Candidates have changed their tune because the national conversation has shifted dramatically — and that’s happened because Bernie Sanders has a different conception of the political value of an electoral campaign than mainstream Democrats do.
In 2016, when he went head-to-head with Clinton in the Democratic Party primary, his goal was not to simply beat his opponent by whatever means necessary — though, tellingly, he did come much closer to winning than anyone expected, given that party elites reviled and actively restrained him. Instead he acted like a candidate acts when they have a clear political vision, and their goal is to popularize that vision and inspire a new constituency that will fight for that vision for years to come.

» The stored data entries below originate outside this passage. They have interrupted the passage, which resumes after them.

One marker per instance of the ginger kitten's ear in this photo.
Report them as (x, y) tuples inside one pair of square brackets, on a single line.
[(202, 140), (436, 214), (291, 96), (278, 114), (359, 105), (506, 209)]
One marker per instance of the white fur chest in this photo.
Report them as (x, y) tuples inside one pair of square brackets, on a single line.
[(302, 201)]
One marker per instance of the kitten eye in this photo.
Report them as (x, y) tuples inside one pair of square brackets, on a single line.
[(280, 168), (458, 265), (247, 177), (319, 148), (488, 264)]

To this end, Sanders put forward a bold platform that tested the limits of what Americans thought was possible, while remaining achievable on the condition that Americans could muster the political will. He unflinchingly campaigned on ideas that would transform working people’s lives but that few Democrats had the guts to publicly propose, including Medicare for All to tuition-free college and student-debt forgiveness.
Putting this platform before a mass audience not only established new norms of legitimacy in the political mainstream — it also worked to rewrite the narrative about the balance of power in American society. Sanders’ platform told a story about America with a new protagonist, the non-affluent majority, and a new antagonist, the ruling-class minority that profits from everyone else’s hard work and desperation.

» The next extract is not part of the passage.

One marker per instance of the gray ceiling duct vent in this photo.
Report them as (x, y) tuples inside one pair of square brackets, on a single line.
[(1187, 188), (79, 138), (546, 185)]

As a result, even though he lost the primary election, Sanders emerged over the next two years as the most well-liked politician in America. Popular support for Medicare for All shot up from 21 percent in 2014 to a whopping 70 percent this year. Popular support for tuition-free public university reached 60 percent, up from an idea so obscure that pollsters didn’t even inquire about it.
By treating his campaign as an opportunity to reset the terms of the debate and raise the expectations of the ordinary people who comprise the broad working class, Sanders did something even more important and long-lasting than defeating his opponent on the political stage: he gave millions of people permission to take their innate disgust with economic inequality and exploitation seriously as a political framework. A majority of Americans now want to eliminate the private insurance industry and replace it with a single public alternative, and more than half of Democratic congressional candidates ran on the issue this November.

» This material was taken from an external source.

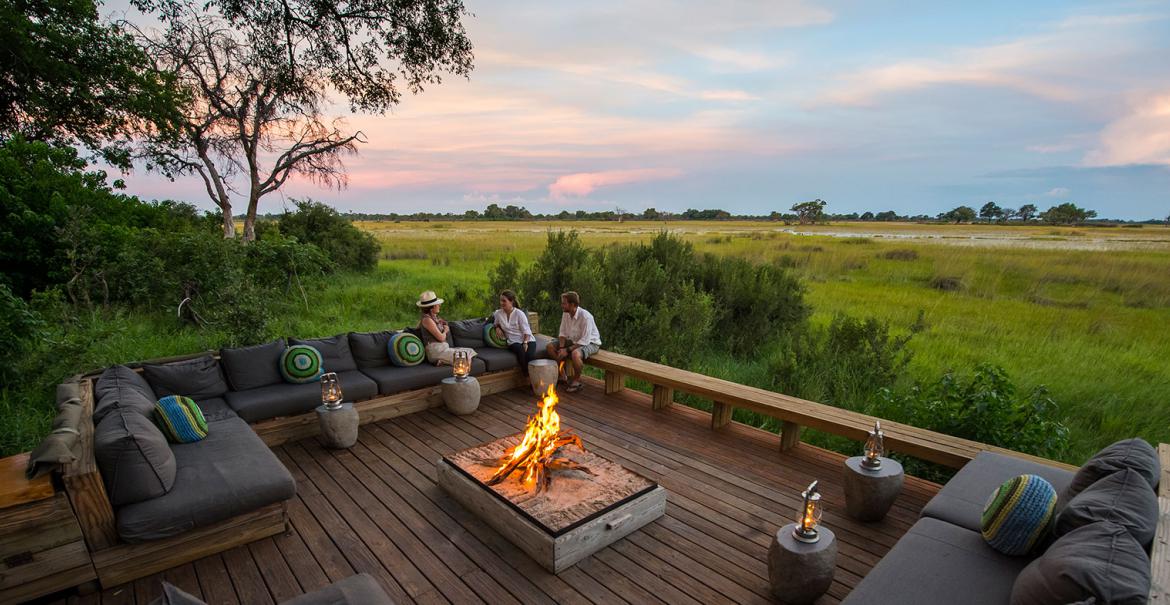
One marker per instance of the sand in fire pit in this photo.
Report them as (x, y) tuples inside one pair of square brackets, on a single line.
[(572, 495)]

Candidates who backed Medicare for All and other progressive policies sustained a combination of defeats and victories. But they had in common a willingness to walk through the door that Sanders opened and use their campaigns to raise ordinary people’s expectations for what a good society can look like.
In an era dominated by unhinged Republicans and equivocating Democrats, running a widely observed campaign aimed at generalizing progressive and democratic socialist principles is a victory for the Left, whether or not the candidate defeats their opponent. When the Left runs as the Right and it loses, as Donnelly did, that’s a double loss. When the Left runs as the Left and it wins, as Alexandria Ocasio-Cortez, Julia Salazar, and Franklin Bynum did this midterm season, that’s a double victory. And even when explicitly left-wing candidates don’t win office, their losses aren’t complete if they’ve dedicated their campaigns to articulating and popularizing progressive and democratic-socialist ideas on a mass scale. Let’s build more of those kinds of campaigns, instead of insisting on losing twice.